We do not believe the plaintiffs have a justiciable interest to assert this cause of action complaining of excessive rates charged all consumers, and the suit was properly dismissed for that reason. In San Antonio Conservation Society v. City of San Antonio, Tex.Civ.App., 250 S.W.2d 259, writ ref., it was held that suit to enjoin construction of a bridge could not be brought by the Conservation Society, its members, or persons who owned property on the river and alleged they would be financially affected by depreciation of their property if the bridge was constructed across the San Antonio River. The Court held they had no justiciable interest to authorize the bringing of suit, as they shared the San Antonio River in common with all the people of San Antonio and with the public in general, and “any impairment of this right is an injury or damage sustained by appellants in common with the general public. Only lawfully constituted guardians of the public interest may maintain actions for the redress of such character of injuries.” See also Estes v. City of Granberry, Tex.Civ.App., 314 S.W.2d 154, wr. ref.; West Tex. Utilities Co. v. Smith, Tex.Civ.App., 168 S.W.2d 665, wr. ref.; Powell v. City of Baird, Tex.Civ.App., 132 S.W.2d 464; City of Corpus Christi v. Flato, Tex.Civ.App., 83 S.W.2d 433.

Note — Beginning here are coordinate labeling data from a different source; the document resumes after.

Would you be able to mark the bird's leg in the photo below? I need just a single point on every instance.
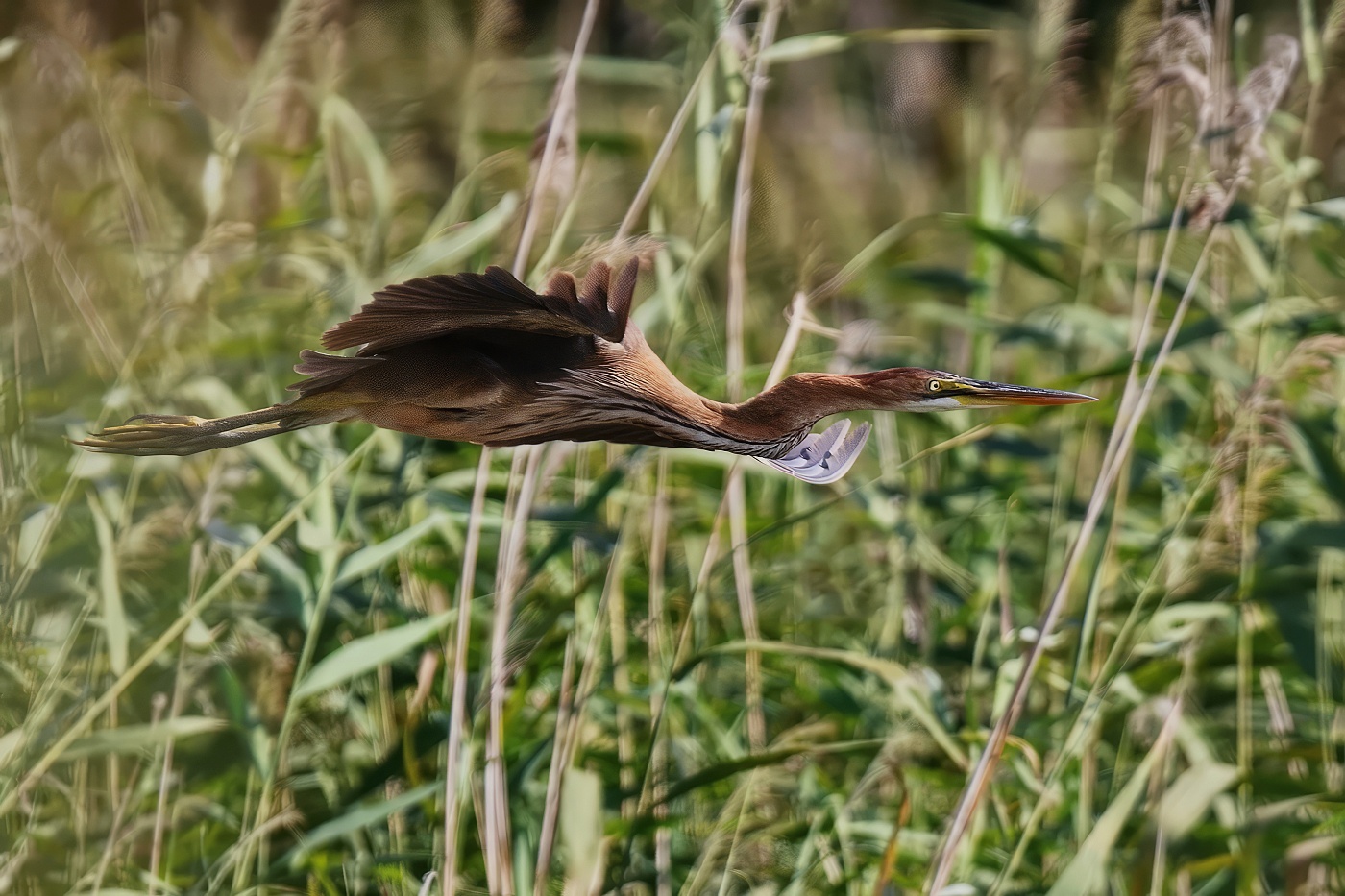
(147, 435)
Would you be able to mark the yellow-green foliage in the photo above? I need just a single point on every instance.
(237, 670)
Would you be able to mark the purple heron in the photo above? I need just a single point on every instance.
(483, 358)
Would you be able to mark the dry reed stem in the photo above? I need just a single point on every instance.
(245, 560)
(565, 108)
(551, 805)
(1118, 446)
(457, 714)
(736, 303)
(658, 745)
(498, 853)
(666, 148)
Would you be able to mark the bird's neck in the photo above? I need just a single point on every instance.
(793, 406)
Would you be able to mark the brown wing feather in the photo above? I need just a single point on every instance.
(436, 305)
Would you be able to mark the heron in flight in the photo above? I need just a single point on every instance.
(479, 356)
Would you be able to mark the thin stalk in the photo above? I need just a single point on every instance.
(551, 805)
(498, 864)
(665, 151)
(457, 714)
(565, 107)
(76, 729)
(658, 751)
(736, 304)
(1118, 448)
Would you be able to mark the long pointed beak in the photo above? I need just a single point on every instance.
(978, 393)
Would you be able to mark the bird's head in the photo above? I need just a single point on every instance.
(920, 389)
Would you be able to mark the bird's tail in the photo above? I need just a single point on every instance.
(174, 435)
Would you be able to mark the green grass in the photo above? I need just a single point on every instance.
(235, 671)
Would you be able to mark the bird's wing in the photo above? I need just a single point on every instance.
(823, 456)
(430, 307)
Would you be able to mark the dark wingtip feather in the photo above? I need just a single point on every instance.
(562, 287)
(622, 298)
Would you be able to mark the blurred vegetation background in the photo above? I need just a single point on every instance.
(237, 671)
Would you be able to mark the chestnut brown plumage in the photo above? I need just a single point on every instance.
(483, 358)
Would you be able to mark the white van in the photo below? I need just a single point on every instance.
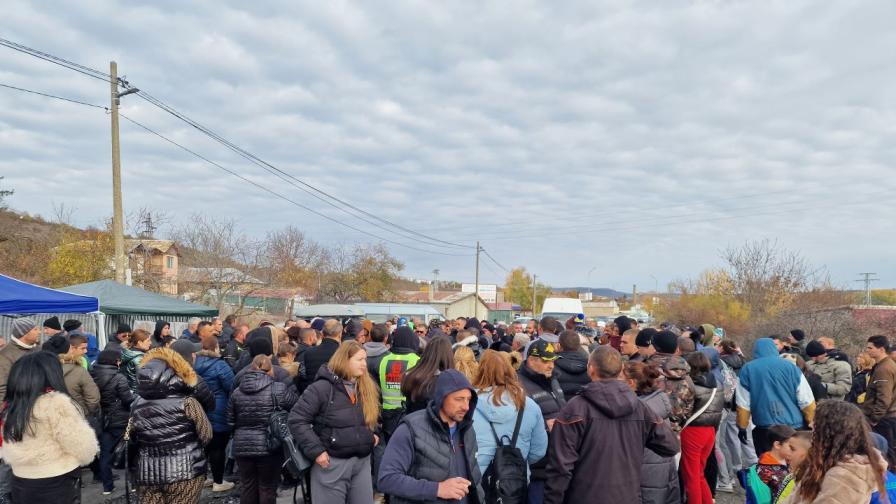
(561, 308)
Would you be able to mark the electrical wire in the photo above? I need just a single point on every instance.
(236, 174)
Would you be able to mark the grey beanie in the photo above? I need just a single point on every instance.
(21, 326)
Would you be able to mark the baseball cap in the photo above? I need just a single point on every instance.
(542, 349)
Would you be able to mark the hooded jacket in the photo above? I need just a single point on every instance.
(572, 372)
(424, 451)
(325, 419)
(218, 375)
(250, 408)
(659, 475)
(532, 440)
(603, 432)
(675, 380)
(169, 427)
(769, 388)
(115, 395)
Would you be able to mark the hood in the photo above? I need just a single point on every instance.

For these reasons the trial court did' not err in dismissing plaintiffs’ cause of action for want of jurisdiction. This was not a trial on the merits and the court erred in dismissing the suit “with prejudice.”' Crofts v. Court of Civil Appeals, Tex., 362 S.W.2d 101; McDonald, Texas Civil Practice, § 17.20. We, therefore, reform the judgment to strike these two words from the judgment entered in this cause.

The order of dismissal as reformed is hereby affirmed.